Our final stop before the Australis headed to port in Ushuaia was at historic Wulaia Bay, a pretty spot visited by many navigators over the centuries.

The area around Wulaia Bay has long been settled by man, with archaeological studies showing evidence of human habitation for more than 10,000 years, these being the nomadic Yahgan aboriginal people.  The Yaghan population was strong 150 years ago but today has been largely decimated; less than 2000 individuals remain.

Journey to Wulaia Bay

Journey to Wulaia Bay

The famous British exploration vessel, HMS Beagle, visited the area twice.  The first time was during her 1826 – 1830 voyage wherein Captain Fitzroy charted many of the channels in the Patagonian fjords, making for safer sailing of the region.  The return journey lasted from 1831 – 1836.  Sir Charles Darwin landed in Wulaia in 1833, during the second voyage to the Beagle, and encountered the Yaghan people here.  Markers of these visits are found on the shores of Wulaia.

Wulaia Bay

Wulaia Bay

Our excursion to Wulaia Bay involved another zodiac journey to another picturesque spot.  Some of the scenes of the Bay were just lovely to taken in!

Yaghan mask, Wulaia Bay

Yaghan mask, Wulaia Bay

When we disembarked I walked around part of the bay and ended my visit at a Visitor Center built in a former radio station.  The radio station had been constructed by the Chilean Navy in the early 20th century and functioned until the 1950’s.  It was converted to a museum which has nice exhibits on the Yaghan people, including of the long facial masks, and of the early Europeans who lived in the region.

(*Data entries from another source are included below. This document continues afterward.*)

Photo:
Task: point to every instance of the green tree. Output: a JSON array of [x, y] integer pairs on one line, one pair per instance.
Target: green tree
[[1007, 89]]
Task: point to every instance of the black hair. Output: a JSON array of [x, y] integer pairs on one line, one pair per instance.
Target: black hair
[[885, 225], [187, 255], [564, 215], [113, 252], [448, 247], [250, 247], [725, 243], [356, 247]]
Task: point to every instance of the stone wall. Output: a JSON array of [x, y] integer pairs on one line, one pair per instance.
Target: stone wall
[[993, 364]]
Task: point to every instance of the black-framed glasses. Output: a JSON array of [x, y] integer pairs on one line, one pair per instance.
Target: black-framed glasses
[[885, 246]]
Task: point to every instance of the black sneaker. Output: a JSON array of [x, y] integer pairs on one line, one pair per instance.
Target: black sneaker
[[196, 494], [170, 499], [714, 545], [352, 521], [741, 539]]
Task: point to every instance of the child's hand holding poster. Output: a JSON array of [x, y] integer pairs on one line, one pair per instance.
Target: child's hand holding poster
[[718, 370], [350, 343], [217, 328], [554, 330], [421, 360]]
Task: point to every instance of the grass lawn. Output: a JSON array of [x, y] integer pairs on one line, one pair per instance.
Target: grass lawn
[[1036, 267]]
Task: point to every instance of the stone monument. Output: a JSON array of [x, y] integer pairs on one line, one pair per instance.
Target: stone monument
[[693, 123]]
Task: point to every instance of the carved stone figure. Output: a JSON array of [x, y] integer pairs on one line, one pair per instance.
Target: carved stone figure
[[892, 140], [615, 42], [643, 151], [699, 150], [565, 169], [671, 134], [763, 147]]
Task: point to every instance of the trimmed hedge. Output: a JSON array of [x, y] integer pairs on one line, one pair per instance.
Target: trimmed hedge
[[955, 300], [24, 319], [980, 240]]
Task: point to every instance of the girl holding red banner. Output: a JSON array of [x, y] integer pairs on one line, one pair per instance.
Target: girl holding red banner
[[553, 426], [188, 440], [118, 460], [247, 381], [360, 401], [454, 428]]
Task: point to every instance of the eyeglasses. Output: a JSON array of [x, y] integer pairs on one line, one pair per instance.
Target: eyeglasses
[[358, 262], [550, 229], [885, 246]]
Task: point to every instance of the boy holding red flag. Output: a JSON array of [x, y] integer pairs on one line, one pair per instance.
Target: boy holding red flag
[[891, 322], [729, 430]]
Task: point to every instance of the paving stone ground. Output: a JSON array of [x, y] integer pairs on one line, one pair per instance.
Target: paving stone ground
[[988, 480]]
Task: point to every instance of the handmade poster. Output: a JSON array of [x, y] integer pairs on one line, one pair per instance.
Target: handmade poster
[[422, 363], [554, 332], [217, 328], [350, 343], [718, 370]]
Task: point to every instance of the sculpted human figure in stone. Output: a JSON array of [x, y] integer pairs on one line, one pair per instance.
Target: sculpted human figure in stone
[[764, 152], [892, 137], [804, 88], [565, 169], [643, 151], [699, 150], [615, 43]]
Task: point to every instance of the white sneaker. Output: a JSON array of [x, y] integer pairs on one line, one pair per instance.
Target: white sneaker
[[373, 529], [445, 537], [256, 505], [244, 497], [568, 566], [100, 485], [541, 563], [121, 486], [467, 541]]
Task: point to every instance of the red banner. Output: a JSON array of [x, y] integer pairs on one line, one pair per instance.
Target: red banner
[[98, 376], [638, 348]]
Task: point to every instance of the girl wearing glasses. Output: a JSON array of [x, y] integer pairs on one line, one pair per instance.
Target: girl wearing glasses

Mail drop-off barrel, Wulaia Bay

Mail drop-off barrel, Wulaia Bay

The Visitor Center has revived an old mariner tradition, featuring a wooden mail barrel inside.  Per tradition, you drop your letter into the barrel, sort through what’s in it and take someone else’s letter to the destination your heading to (if that’s possible).  Hopefully someone else will take your letter to your destination, and so it goes.

It was a nice stop after a rocky stormy morning and a good way to end our explorations on the Australis.